Figure 1-1 shows a truecolor
photograph (here rendered in grayscale) together with two 256-color versions
of the same image--one simply quantized to 256 colors and the other both
quantized and dithered. The insets give a magnified view of one region,
showing the relative effects of the two procedures.
I'll round out our review of image properties and concepts with
a quick look at compression. There are really only two flavors: lossless
and lossy. Lossless compression preserves the exact image data down
to the last bit, so that what you get out after uncompressing is exactly the
same as what you started with. In contrast, lossy compression throws
away some of the data in return for much better compression ratios. For
photographic images, the best lossless methods may only manage a factor of
two or three in compression, whereas lossy methods typically achieve anywhere
from 8 to 25 times reduction with very little visible loss of quality.
I'll discuss the details of compression, particularly the lossless variety,
at greater length in Chapter 9, "Compression and Filtering".

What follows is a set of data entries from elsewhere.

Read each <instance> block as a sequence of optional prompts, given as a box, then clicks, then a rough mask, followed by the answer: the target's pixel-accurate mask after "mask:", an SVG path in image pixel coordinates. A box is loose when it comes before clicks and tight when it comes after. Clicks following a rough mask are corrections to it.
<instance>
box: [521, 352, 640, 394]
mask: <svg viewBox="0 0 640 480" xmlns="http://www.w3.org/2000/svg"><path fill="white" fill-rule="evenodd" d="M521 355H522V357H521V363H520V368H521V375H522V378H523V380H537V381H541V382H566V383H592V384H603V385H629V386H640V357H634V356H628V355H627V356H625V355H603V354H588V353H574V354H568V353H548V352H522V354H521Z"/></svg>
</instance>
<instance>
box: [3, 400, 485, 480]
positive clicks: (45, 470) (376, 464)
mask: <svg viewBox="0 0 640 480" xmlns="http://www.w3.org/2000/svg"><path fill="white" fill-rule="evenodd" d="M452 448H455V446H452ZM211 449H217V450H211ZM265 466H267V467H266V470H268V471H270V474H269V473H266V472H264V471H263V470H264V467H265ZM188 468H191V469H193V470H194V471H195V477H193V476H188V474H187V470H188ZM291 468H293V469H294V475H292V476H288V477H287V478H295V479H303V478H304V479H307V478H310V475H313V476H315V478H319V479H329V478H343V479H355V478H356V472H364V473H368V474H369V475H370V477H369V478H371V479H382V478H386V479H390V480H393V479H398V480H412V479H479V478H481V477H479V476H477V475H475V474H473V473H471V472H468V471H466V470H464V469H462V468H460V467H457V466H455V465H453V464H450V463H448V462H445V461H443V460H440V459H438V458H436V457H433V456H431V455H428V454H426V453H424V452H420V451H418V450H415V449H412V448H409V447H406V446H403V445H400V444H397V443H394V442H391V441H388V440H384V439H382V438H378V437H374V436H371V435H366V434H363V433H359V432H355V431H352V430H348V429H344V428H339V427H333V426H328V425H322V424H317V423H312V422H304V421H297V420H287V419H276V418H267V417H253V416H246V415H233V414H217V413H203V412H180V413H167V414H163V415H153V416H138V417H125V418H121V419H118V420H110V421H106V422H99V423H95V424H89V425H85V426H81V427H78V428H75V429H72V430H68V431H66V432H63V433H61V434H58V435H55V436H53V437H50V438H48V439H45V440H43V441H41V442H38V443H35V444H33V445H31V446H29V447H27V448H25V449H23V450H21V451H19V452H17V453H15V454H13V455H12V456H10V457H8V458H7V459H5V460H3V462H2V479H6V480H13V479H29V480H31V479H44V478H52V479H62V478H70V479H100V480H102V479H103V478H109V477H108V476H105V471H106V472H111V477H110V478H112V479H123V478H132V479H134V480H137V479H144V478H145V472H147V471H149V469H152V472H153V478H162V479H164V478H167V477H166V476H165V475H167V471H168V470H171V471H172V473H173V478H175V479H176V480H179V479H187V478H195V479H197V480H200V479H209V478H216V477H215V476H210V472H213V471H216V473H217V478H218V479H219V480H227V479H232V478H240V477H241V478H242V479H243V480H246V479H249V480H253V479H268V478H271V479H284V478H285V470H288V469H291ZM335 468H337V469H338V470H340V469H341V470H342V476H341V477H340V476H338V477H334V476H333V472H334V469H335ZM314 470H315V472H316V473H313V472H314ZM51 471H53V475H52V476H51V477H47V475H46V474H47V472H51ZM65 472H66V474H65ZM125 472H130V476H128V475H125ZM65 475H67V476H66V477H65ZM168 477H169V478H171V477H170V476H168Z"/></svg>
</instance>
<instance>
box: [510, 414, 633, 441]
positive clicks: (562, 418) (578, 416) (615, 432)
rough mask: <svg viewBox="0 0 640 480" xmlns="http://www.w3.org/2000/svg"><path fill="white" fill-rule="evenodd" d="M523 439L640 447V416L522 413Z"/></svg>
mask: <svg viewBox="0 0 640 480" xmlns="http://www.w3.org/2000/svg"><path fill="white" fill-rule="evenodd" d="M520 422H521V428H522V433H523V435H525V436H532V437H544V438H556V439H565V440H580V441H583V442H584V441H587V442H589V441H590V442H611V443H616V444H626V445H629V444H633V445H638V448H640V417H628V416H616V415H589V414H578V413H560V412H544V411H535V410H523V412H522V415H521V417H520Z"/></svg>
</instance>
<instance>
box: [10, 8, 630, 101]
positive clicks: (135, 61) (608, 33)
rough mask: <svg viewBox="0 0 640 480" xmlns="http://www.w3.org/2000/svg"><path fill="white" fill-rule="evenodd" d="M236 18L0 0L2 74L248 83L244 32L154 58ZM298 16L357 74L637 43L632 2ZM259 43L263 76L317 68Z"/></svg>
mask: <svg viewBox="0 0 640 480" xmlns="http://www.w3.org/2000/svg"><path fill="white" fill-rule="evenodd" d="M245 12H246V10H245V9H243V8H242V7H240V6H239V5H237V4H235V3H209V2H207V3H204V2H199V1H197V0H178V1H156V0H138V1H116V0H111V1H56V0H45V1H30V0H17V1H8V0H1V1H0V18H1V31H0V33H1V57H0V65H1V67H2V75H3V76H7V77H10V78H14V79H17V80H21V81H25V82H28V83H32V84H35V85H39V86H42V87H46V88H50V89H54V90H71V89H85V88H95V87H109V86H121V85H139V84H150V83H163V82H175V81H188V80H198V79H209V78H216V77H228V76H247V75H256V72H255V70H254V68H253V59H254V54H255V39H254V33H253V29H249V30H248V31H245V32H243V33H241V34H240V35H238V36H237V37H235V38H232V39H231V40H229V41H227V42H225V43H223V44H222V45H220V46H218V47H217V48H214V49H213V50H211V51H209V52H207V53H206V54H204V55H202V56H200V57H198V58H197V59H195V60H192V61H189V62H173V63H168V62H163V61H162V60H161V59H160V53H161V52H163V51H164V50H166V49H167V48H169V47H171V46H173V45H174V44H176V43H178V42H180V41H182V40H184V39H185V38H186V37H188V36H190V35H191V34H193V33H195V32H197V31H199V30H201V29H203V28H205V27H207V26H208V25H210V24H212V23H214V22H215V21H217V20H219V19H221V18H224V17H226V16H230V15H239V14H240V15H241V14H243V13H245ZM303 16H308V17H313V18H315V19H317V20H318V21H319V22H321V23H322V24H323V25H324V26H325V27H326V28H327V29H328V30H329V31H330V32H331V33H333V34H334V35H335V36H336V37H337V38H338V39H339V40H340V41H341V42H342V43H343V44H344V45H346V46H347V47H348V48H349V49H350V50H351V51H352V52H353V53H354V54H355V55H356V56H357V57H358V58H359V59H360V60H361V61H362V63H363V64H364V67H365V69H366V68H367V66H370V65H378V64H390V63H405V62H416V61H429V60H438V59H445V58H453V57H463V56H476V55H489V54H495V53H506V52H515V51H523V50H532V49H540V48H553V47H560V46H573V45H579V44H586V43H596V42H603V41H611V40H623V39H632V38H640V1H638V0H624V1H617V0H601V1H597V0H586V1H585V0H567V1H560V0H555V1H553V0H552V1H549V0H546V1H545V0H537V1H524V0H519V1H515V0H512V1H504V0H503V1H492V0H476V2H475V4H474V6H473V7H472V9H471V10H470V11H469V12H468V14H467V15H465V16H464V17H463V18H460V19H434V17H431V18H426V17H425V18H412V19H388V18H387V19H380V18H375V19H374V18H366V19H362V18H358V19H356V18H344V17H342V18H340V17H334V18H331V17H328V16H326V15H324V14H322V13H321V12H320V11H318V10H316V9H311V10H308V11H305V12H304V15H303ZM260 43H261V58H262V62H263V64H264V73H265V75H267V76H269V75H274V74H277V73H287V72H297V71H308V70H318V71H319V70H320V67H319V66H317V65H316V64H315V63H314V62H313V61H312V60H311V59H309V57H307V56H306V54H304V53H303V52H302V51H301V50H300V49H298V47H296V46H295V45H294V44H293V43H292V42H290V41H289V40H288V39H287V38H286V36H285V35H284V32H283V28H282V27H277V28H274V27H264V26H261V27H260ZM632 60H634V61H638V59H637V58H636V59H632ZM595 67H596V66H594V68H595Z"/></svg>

Finally, in describing the advantages of PNG, I will necessarily compare
it with some older image formats. Although there are literally
hundreds of different formats, we will be most concerned with just three:
GIF, JPEG, and TIFF. GIF, short for the Graphics Interchange Format,
and JPEG, short for the Joint Photographic Experts Group (which defined
the format), are both very common image types often seen on the
Web. TIFF, on the other hand, short for Tagged Image File Format, is
almost never used on the Web but is quite popular as an output format from
scanners and as an intermediate ``save format'' while editing images. I'll
touch on the properties of each of these formats as we go.
|